So Calvin looked outside himself.



"Faith must of course be sincere. It must be a faith that performs good works through love. If faith lacks love it is not true faith. Thus the Apostle bars the way of hypocrites to the kingdom of Christ on all sides. He declares on the one hand, "In Christ Jesus circumcision availeth nothing," i.e., works avail nothing, but faith alone, and that without any merit whatever, avails before God. On the other hand, the Apostle declares that without fruits faith serves no purpose. To think, "If faith justifies without works, let us work nothing," is to despise the grace of God. Idle faith is not justifying faith. In this terse manner Paul presents the whole life of a Christian. Inwardly it consists in faith towards God, outwardly in love towards our fellow-men." (Martin Luther, Commentary on Galatians, on verse 5:6)

Thus Luther looked inside himself at times.

LPC said...

JK,

This the Lord of the universe who says to you - this IS my body given for you. Was he saying the truth? Or was he just playing with words?

Just think, Jesus was incarnate and he was on this earth. Did his divinity get confined to where he was only i.e. just in Palestine?

Secondly this is the resurrected Christ. Our Christianity (Lutheran view) does not say that God can be found anywhere, we specifically confess, He is found where he says he is to be found - in the Supper, in Baptism in the Word of God.

This is our concept of means of grace. Our concept of means of grace is always objective, this is where God comes down to us. For this reason, we do not view prayer to be a means of grace unlike the Puritans, because it is not objective, it is subjective.

LPC

LPC said...

JK.

Luther looked inside himself at times

Could you give examples of this?

Luther when he was assailed by doubts if he was a Christian or did he have faith, looked to his Baptism. See Cary's article below

http://www.scribd.com/doc/2215011/Luther-and-Calvin


Notice he did not say - but I have faith, I had a conversion experience, I got "born again". None of these.

I would agree Luther spoke about his experience of finding the Gospel, however, he pointed outside himself for assurance.

Where did we get the term Extra Nos in the first place?

LPC

Dawn K said...

"Can Christ in His physical body be in more than one place at the same time? If you hold that He can, do you not hold that He is not incarnate in the same form of body as we are?"

Christ is 100% God and 100% man. How is this possible? I have no idea. The Scripture says that Christ ascended to fill the whole universe, and it also teaches that in Christ all the fullness of the Deity still lives in bodily form. How is this possible? I have no idea. The answer is not to affirm one and deny the other. When we start trying to understand HOW things are possible that's where we can fall into all sorts of errors.

Dawn

J. K. Jones said...

LP, Luther looked within himself in the same way you accuse Calvin of looking within himself: he insisted on works as a fruit of justification. Calvin is being misrepresented in much of the dicussion above.

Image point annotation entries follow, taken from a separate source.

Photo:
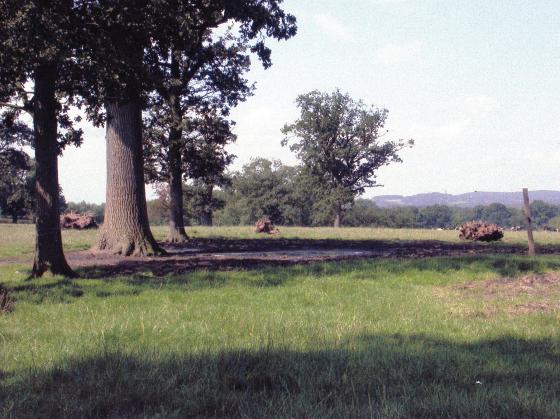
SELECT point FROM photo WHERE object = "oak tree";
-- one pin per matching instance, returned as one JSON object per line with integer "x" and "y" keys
{"x": 139, "y": 48}
{"x": 338, "y": 141}
{"x": 37, "y": 76}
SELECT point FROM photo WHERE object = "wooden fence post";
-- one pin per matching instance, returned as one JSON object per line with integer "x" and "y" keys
{"x": 527, "y": 211}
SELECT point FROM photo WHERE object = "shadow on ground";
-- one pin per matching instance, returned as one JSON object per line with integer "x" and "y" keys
{"x": 134, "y": 277}
{"x": 365, "y": 376}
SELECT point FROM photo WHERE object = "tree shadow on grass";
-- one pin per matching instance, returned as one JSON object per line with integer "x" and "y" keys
{"x": 365, "y": 376}
{"x": 181, "y": 276}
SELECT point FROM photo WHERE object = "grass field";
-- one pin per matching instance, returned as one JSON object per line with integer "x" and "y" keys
{"x": 20, "y": 238}
{"x": 438, "y": 337}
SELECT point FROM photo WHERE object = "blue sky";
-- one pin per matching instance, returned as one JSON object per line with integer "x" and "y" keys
{"x": 475, "y": 83}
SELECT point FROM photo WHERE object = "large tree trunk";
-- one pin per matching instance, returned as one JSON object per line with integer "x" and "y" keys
{"x": 125, "y": 229}
{"x": 49, "y": 254}
{"x": 337, "y": 216}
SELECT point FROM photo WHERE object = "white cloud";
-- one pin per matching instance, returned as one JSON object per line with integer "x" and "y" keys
{"x": 393, "y": 53}
{"x": 478, "y": 104}
{"x": 331, "y": 24}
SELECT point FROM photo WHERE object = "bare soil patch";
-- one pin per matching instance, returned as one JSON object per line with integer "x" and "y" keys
{"x": 523, "y": 295}
{"x": 223, "y": 254}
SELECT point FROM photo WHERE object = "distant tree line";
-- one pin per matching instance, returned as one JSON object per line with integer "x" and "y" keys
{"x": 289, "y": 196}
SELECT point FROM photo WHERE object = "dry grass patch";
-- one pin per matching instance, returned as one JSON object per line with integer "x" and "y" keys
{"x": 528, "y": 294}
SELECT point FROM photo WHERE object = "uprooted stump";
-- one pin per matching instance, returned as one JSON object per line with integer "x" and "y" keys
{"x": 77, "y": 221}
{"x": 264, "y": 225}
{"x": 6, "y": 303}
{"x": 480, "y": 231}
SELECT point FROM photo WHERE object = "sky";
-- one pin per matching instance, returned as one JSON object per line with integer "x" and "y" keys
{"x": 475, "y": 83}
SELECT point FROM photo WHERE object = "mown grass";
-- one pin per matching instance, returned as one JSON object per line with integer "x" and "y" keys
{"x": 19, "y": 239}
{"x": 378, "y": 338}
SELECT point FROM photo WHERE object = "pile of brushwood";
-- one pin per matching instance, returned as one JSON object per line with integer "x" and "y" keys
{"x": 264, "y": 225}
{"x": 5, "y": 300}
{"x": 480, "y": 231}
{"x": 77, "y": 221}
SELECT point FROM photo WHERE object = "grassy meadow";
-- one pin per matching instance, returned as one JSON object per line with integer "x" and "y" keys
{"x": 19, "y": 239}
{"x": 473, "y": 336}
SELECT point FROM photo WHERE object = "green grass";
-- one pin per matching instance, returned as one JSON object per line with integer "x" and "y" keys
{"x": 19, "y": 240}
{"x": 382, "y": 338}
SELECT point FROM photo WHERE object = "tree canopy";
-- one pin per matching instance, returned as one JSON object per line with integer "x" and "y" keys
{"x": 338, "y": 140}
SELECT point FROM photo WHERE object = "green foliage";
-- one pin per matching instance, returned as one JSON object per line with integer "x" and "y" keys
{"x": 16, "y": 169}
{"x": 337, "y": 140}
{"x": 266, "y": 188}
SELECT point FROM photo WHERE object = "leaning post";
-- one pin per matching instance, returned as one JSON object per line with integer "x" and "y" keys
{"x": 527, "y": 211}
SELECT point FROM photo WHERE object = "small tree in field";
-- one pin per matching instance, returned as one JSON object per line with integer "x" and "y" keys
{"x": 338, "y": 141}
{"x": 38, "y": 75}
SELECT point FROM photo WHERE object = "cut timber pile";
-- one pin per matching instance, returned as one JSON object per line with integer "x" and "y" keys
{"x": 264, "y": 225}
{"x": 480, "y": 231}
{"x": 77, "y": 221}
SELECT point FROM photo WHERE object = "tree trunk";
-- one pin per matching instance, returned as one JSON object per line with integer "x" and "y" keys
{"x": 49, "y": 254}
{"x": 206, "y": 216}
{"x": 177, "y": 233}
{"x": 126, "y": 230}
{"x": 337, "y": 216}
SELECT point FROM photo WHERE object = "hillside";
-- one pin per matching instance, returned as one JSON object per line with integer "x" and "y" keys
{"x": 466, "y": 200}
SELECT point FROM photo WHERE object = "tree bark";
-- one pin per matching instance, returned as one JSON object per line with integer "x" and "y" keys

Dawn K, God's Word does employ logic (if-then as in Matthew 16:3; see also the strings of logical argument given in Romans). In fact, "God is not the author of confusion..." (1 Cor. 14:33). We should try to understand what the Bible says to the extent that we can.

Is it a flat contradiction that Christ has two natures? Is it a flat contradiction that God is one in being but three in person?

Is contradition the "hallmark of truth" as some would have it?

J. K. Jones said...

Dawn K, please also provide the scripture reference that Christ in His bodily form fills the whole universe. I don't recall ahving read that verse, and it is pivotal.

Drew Lomax said...

Amen, Dawn!

L.P.

I tend to agree with Krauth's position which states Anglicanism, as the source of Americas "diverse" religious landscape.

Check out my little blurb and his quote at my blog:

http://fromonewecanjudgetherest.blogspot.com/search/label/C.%20P.%20Krauth

What do you think?

Drew

joel in ga said...

Calvinist preachers cannot say to a potential convert, Christ loves you and died for you. They cannot say to a new convert, Your sins have been washed away in baptism. Calvinist pastors do not tell their flocks, I forgive your sins in Christ's name, or, You have received Christ's very Body and Blood in this Sacrament. It is for such reasons as these that I see Calvinism as something less than the Gospel.

I was a Calvinist for about 10 years, until I finally understood Luther. O happy day!

Dawn K said...

JK,

There is a big difference between acknowledging that good works flow from faith and scrutinizing one's works and faith for assurance - which is where Calvinism often leads. The pivotal difference between Calvin and Luther on this matter is what they believed about the Sacraments.

Dawn

Dawn K said...

Regarding Christ's filling the universe and still being incarnate:

"He who ascended is the very one who ascended higher than all the heavens, in order to fill the whole universe" (Ephesians 4:10).

"For in Christ all the fullness of the Deity lives in bodily form, and you have been given fullness in Christ, who is the head over every power and authority" (Colossians 2:9-10).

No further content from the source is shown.